= William Tracy (JP) =

English justice and Lutheran convert (died 1530)

William Tracy (died 1530) was an English justice of the peace and prominent early Lutheran convert. After his death both his will and his remains became caught up in the struggle around the Protestant Reformation in England.

==Life==
He was a justice in the reigns of Henry VII and Henry VIII, and was made sheriff in 1513. He adopted Martin Luther's religious views, and shortly before his death in October 1530 he made a will in which he expressed his belief in justification by faith, and refused to make any bequests to the clergy. Objection was taken to the will as an heretical document when it came to be proved in the ecclesiastical courts, and eventually it was brought before convocation.

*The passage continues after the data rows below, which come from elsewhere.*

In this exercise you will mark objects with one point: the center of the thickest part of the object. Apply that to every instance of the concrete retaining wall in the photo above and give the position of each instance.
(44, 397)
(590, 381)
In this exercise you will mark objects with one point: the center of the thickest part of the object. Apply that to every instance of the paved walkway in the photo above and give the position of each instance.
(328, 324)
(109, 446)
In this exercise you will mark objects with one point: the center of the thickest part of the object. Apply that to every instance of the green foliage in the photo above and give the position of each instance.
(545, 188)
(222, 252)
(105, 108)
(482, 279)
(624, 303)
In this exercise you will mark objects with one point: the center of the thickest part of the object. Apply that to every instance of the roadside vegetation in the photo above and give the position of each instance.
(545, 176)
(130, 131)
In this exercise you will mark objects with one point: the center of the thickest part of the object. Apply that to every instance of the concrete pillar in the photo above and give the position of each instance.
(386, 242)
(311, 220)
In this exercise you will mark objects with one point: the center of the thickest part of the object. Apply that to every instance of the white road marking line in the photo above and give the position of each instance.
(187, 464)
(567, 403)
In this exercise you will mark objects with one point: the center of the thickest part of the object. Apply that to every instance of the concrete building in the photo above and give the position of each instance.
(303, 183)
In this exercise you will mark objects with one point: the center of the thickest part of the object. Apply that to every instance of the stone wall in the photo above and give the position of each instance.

After prolonged discussions, the will was pronounced heretical on 27 February 1532 by Archbishop William Warham. Tracy was declared unworthy of Christian burial, and Warham directed Dr. Thomas Parker, vicar-general of the bishop of Worcester, to exhume Tracy's body. Parker exceeded his instructions, and had Tracy's remains burnt at the stake.

==Aftermath==
Richard Tracy, the younger son who, with his mother, was executor to the will, induced Thomas Cromwell to take the matter up, and Parker had eventually to pay a fine. Tracy's will became a sort of sacred text to the reformers; possessing copies of it was frequently made a charge against them. In 1535 was published The Testament of Master Wylliam Tracie, esquier, expounded both by William Tindall (i.e. William Tyndale, who knew Tracy well) and Jhō Frith (i.e. John Frith); other editions appeared in 1546, 1548 and 1550. Hugh Latimer, John Bale, and James Pilkington all used the incident in polemic fashion against the Catholic clergy.

==Family==
By his wife Margaret, daughter of Sir Thomas Throckmorton, William Tracy had issue two sons, William and Richard. William, the elder, inherited the Toddington estates, and was great-grandfather of Sir John Tracy, in 1642–43 created Baron and Viscount Tracy of Rathcoole in the peerage of Ireland. Robert Tracy, the judge, was younger son of the second viscount. The peerage became extinct on the death of Henry Leigh Tracy, 8th Viscount Tracy on 29 April 1797.

Through his sister Elizabeth he was uncle to James Bainham, who was executed for heresy in 1532.